A hard-to-find blue American Historical Staffordshire Teapot with a view of the Boston State House by John Rogers & Son, c. 1830. The transfer on the teapot shows the State House on Beacon Hill with cows in the foreground (you have to wonder when the last time there were 3 head of cattle on the Boston Common!). The teapot has a tidy floral border. It is impressed Rogers (tiny, faint impression), and the only other mark is a printed `7'. The teapot is 5 ½" tall and about 8 ¾" from handle to spout. Both the handle and the spout have transfer decoration.

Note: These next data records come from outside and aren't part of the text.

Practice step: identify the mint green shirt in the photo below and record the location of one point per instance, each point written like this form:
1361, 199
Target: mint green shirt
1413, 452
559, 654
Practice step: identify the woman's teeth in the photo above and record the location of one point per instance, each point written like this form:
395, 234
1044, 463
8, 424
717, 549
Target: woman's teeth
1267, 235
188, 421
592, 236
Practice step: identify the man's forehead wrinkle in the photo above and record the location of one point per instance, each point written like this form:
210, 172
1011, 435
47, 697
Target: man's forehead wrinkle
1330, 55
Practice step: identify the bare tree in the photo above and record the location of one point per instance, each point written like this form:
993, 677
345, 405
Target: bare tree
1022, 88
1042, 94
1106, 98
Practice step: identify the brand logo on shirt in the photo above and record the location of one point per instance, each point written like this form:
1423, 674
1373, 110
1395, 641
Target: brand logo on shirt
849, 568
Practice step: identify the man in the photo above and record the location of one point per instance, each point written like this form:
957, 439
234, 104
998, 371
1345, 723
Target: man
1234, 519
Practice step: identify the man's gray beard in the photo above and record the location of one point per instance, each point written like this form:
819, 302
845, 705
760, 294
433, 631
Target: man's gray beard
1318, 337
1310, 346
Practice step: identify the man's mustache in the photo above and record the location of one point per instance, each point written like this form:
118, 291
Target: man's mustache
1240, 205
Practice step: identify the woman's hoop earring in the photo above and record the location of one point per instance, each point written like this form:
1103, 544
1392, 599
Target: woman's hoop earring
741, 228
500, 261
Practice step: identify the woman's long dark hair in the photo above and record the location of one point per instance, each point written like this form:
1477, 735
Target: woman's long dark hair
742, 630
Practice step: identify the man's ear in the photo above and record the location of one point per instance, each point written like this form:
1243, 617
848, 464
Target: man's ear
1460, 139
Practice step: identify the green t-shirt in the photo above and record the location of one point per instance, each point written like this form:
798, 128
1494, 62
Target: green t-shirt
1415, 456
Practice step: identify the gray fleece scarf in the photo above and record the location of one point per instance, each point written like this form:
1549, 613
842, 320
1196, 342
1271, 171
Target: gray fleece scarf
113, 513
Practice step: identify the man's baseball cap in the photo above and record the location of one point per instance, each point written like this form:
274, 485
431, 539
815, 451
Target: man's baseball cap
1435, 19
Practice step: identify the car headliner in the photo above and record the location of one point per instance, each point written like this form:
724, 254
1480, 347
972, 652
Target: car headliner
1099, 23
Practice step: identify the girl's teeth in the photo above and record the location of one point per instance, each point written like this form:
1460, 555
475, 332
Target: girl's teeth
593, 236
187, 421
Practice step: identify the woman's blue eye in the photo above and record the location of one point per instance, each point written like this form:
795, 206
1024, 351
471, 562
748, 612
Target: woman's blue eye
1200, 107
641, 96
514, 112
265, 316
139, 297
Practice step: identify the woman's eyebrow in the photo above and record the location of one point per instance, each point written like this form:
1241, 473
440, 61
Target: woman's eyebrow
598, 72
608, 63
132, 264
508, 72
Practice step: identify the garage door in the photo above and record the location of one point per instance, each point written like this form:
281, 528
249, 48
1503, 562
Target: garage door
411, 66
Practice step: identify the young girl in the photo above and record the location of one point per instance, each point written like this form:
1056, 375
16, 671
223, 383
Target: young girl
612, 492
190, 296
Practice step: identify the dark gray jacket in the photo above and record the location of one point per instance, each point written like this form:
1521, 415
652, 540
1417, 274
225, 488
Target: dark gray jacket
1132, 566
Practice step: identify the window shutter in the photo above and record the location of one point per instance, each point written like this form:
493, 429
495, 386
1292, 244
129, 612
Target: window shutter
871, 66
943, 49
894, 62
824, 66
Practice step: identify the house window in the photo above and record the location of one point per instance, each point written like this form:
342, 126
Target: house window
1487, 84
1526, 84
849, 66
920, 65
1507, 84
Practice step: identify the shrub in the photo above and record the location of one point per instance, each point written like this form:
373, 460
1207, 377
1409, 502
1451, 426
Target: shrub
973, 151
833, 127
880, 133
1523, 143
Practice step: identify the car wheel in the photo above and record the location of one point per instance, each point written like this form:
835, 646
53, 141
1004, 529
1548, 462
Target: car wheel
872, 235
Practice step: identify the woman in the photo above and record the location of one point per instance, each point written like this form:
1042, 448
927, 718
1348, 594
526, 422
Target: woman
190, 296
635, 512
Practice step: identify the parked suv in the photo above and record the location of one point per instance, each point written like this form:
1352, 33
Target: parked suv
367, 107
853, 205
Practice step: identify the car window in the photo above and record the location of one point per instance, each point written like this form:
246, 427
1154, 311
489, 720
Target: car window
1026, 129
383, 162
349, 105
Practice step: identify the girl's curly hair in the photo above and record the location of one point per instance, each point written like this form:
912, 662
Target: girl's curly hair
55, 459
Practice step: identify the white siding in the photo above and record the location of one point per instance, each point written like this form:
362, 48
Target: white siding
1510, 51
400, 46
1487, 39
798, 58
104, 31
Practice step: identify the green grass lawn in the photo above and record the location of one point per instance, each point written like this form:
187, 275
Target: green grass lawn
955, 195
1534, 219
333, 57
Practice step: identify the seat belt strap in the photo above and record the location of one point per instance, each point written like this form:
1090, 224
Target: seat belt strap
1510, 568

The teapot has very good medium blue color and a nice crisp transfer (not always the case with this pattern). The teapot displays as if perfect, and is very clean, but it has had some very well done professional restoration (by probably the best restorer in New England): the finial has been re-attached, some nibbles around the tip of the spout have been corrected, and an invisible repair has been made to a hairline crack around one side of the teapot (toward the bottom on the right side). The work is virtually undetectable, and the teapot could pass as `fresh out of the barrel.'
The Boston State House pattern was made by several different Staffordshire Potters. Rogers made a complete dinner service, and the hollowware is hard to find. Jeffrey Snyder pictures the pattern in his book Historical Staffordshire: American Patriots and Views (p. 81), and it is item #442 in Historical Staffordshire: An Illustrated Check List by David and Linda Arman (p. 161).